By highlighting their perspectives and experiences, the project hopes to inspire viewers to think about how they too can contribute to creating a more peaceful and just world. Ultimately, the Documentary Project aims to spread a message of hope and optimism, showing that even in the face of adversity, individuals can make a difference and promote positive change in the world.
As part of my documentary project on peace, diversity, and inclusion, I had the privilege of interviewing several ambassadors and high commissioners in New Zealand. One of my first interviews was with Hon Phil Twyford, Minister for Disarmament and Arms Control, Minister of State for Trade and Export Growth, and Associate Minister for the Environment, and Immigration. We had a great conversation at the New Zealand Parliament about the government’s efforts to promote peace and combat climate change.

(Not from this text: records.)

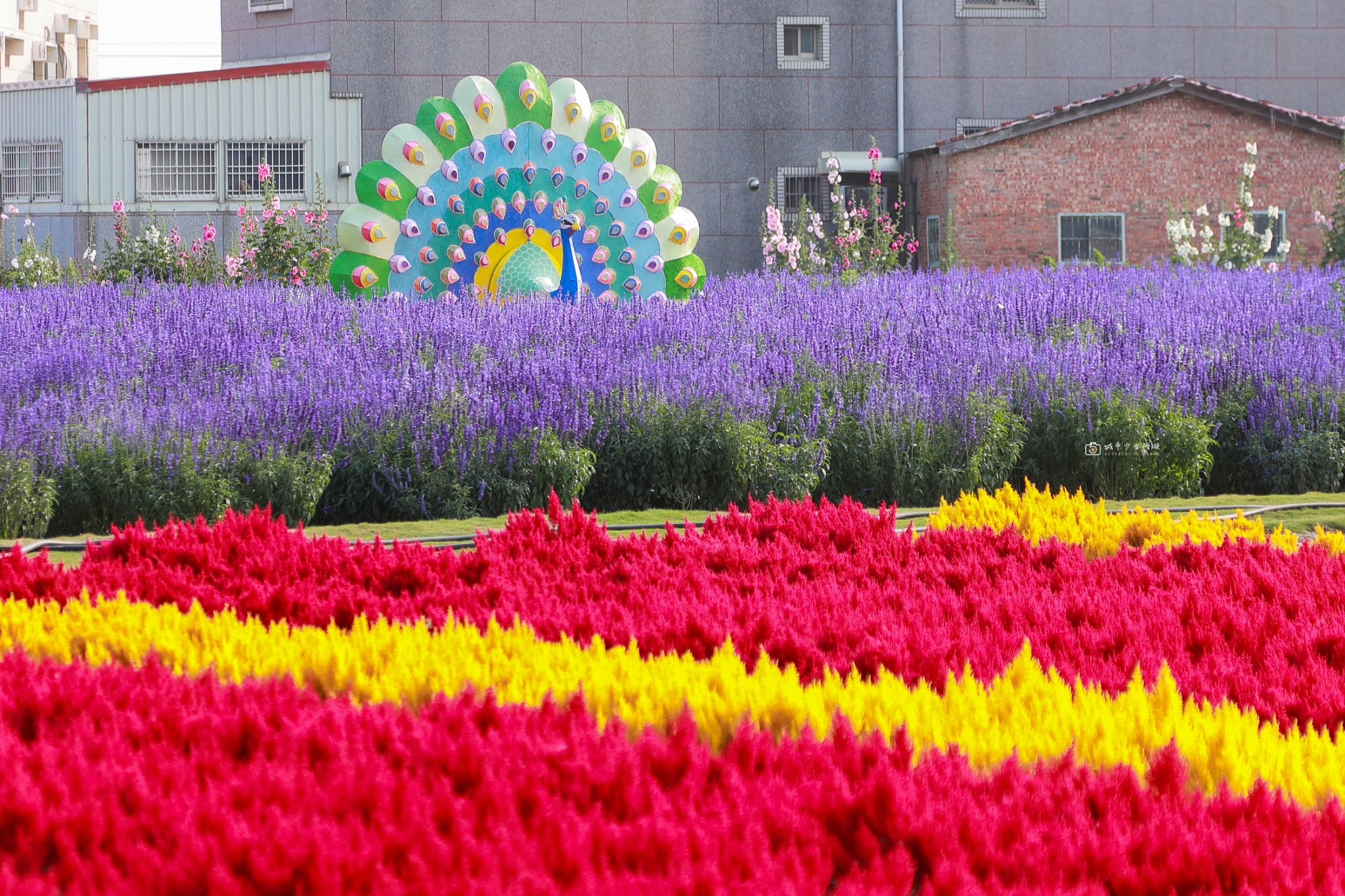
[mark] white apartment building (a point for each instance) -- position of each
(45, 39)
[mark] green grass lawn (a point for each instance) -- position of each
(1301, 522)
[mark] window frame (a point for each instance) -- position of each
(822, 56)
(782, 178)
(280, 168)
(1060, 238)
(934, 242)
(1282, 223)
(27, 177)
(144, 178)
(1000, 10)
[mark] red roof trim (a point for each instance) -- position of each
(198, 77)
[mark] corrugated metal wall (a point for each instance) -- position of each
(46, 112)
(291, 106)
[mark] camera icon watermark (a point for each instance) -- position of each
(1121, 449)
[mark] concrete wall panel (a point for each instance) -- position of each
(1070, 53)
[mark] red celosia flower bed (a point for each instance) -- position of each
(818, 587)
(144, 782)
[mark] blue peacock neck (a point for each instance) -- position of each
(569, 288)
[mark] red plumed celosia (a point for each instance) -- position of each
(816, 586)
(136, 781)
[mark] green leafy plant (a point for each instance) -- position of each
(1118, 448)
(948, 255)
(1239, 245)
(291, 246)
(104, 485)
(386, 476)
(915, 463)
(156, 253)
(697, 457)
(26, 499)
(29, 264)
(862, 238)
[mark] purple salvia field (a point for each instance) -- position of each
(275, 366)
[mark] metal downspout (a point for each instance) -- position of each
(902, 88)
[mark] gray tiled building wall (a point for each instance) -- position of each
(701, 75)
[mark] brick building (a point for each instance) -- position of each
(735, 91)
(1103, 174)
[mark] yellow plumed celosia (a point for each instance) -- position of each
(1025, 712)
(1333, 542)
(1074, 519)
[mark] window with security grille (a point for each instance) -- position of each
(1000, 9)
(181, 171)
(803, 42)
(18, 172)
(284, 159)
(794, 186)
(933, 244)
(46, 172)
(1261, 221)
(971, 127)
(32, 172)
(1084, 238)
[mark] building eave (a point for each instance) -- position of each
(1139, 93)
(202, 77)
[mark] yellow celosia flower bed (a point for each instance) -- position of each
(1039, 513)
(1024, 712)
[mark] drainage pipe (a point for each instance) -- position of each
(902, 85)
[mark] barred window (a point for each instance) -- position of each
(934, 246)
(795, 184)
(46, 172)
(1083, 238)
(177, 171)
(284, 159)
(32, 172)
(1000, 9)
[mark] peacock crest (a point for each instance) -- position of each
(518, 187)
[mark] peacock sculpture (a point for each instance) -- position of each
(518, 187)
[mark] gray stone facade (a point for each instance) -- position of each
(703, 75)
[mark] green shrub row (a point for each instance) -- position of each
(699, 457)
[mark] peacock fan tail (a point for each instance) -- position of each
(471, 199)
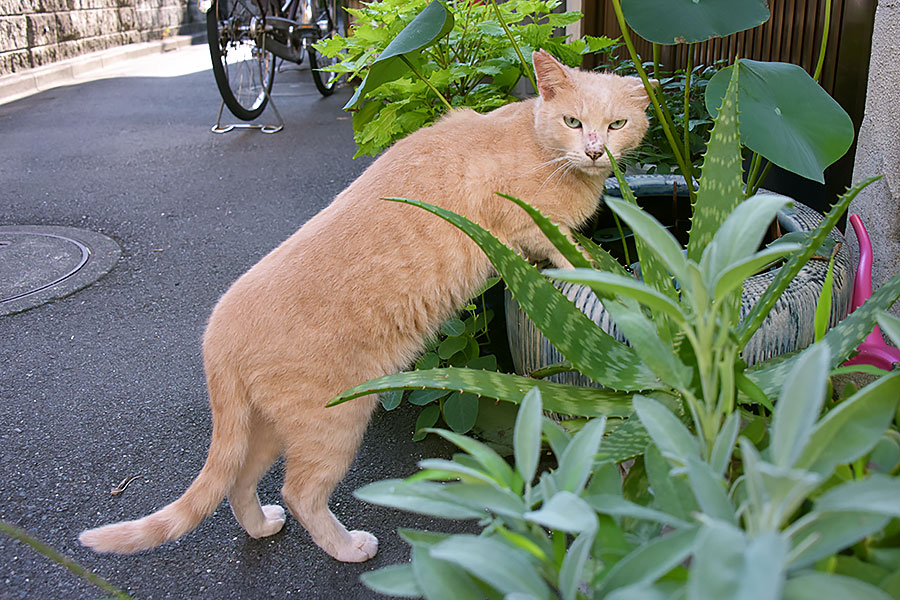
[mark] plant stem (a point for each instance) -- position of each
(526, 67)
(668, 127)
(23, 536)
(827, 26)
(424, 80)
(687, 106)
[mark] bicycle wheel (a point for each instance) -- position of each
(244, 71)
(331, 22)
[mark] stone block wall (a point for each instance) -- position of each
(38, 32)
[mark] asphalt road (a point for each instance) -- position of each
(107, 383)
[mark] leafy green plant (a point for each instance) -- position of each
(459, 343)
(418, 59)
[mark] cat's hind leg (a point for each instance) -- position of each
(313, 468)
(264, 448)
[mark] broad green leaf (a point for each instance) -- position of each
(721, 184)
(394, 580)
(577, 461)
(485, 455)
(612, 284)
(658, 239)
(786, 116)
(786, 274)
(729, 565)
(617, 506)
(669, 434)
(565, 512)
(433, 23)
(440, 580)
(423, 497)
(570, 575)
(879, 494)
(559, 398)
(650, 561)
(685, 21)
(551, 230)
(841, 339)
(739, 236)
(798, 407)
(602, 258)
(818, 535)
(527, 435)
(506, 568)
(890, 326)
(734, 275)
(460, 411)
(595, 353)
(852, 428)
(812, 585)
(453, 327)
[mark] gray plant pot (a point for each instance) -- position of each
(789, 327)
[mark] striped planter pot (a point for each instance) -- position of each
(789, 327)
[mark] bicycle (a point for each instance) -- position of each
(246, 36)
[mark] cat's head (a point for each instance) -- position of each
(579, 113)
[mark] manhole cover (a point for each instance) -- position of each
(40, 263)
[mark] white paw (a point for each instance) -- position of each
(362, 547)
(274, 520)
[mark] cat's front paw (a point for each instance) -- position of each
(274, 521)
(363, 546)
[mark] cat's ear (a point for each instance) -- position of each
(551, 74)
(637, 91)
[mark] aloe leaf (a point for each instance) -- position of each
(592, 351)
(602, 258)
(669, 434)
(798, 406)
(556, 397)
(662, 244)
(612, 284)
(721, 183)
(433, 23)
(551, 230)
(740, 234)
(653, 270)
(688, 21)
(787, 117)
(841, 339)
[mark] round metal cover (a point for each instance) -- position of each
(41, 263)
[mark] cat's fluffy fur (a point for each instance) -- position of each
(353, 294)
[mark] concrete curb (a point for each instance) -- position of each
(25, 83)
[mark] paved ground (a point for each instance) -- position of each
(107, 383)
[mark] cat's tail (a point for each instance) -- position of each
(227, 452)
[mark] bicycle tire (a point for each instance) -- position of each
(326, 82)
(244, 71)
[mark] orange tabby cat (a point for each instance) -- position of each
(353, 294)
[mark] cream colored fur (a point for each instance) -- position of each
(353, 294)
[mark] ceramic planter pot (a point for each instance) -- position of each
(789, 327)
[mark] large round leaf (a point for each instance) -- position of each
(786, 116)
(680, 21)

Another interview was with H.E. Miguel Bauza More, Ambassador of Spain in Wellington. Despite only having arrived in New Zealand six months ago, the ambassador surprised me with his thoughtful answers during the interview. I wished him a pleasant stay in New Zealand and hoped to meet him again in Dunedin.
I also had the pleasure of meeting H.E. Sudesh Maniar, the High Commissioner of Singapore. As a country that represents diversity and inclusion, Singapore was an important interview for my project. I was impressed by the Singapore High Commission, which was grand and impressive.
At the Embassy of Switzerland in Wellington, I interviewed Deputy Head of Mission, Mrs Sandra Chawla-Gantenbein, about Switzerland’s commitment to promoting peace and its alignment with the UN’s goals and values. She also kindly gave me several gifts and souvenirs from the embassy.
I had the opportunity to discuss policy and procedures related to peace, diversity, and inclusion with H.E. Mrs Omur Unsay, Ambassador of the Republic of Turkey. She was a sweet and kind ambassador, and it was a great pleasure to meet her.
Meeting H.E. Rashed Alqemzi, the Ambassador of the United Arab Emirates in Wellington, was initially nerve-wracking for me. However, his warm welcome and the coffee he offered helped calm my anxiety. We had a great conversation about peace and the UAE’s role in promoting it.
In addition to meeting with ambassadors and high commissioners, I also had the chance to chat with Tonga Karena and Pund Wano-Bryant about Parihaka. We discussed the peaceful resistance of the western Taranaki settlement against the confiscation of Māori land and the subsequent invasion by 1600 troops.
During my interview with H.E. Jesus S. Domingo, Philippine Ambassador to New Zealand, Cook Islands, Fiji, Niue, Samoa & Tonga, we discussed peace and the best way of achieving it. He was an energetic and enthusiastic ambassador who I greatly enjoyed speaking with. I was also excited to read his book on the topic.
I also had the pleasure of meeting Her Excellency Mrs Nina Obermaier, the Ambassador of the European Union to New Zealand. She was a remarkable woman with great leadership skills and unique perspectives on promoting peace. During our conversation, she stressed the importance of understanding the different shades of gray in complex issues.
Finally, I met with HE Ms Nur Izzah Wong Mee Choo, High Commissioner of Malaysia, for a three-hour conversation about peace and diversity. She was incredibly kind and shared her expertise and information on the topic, leaving me feeling positive about moving forward with my project. During the interview, she shared her perspective on what the most important thing to teach young people today is, which was quite different from my expectations.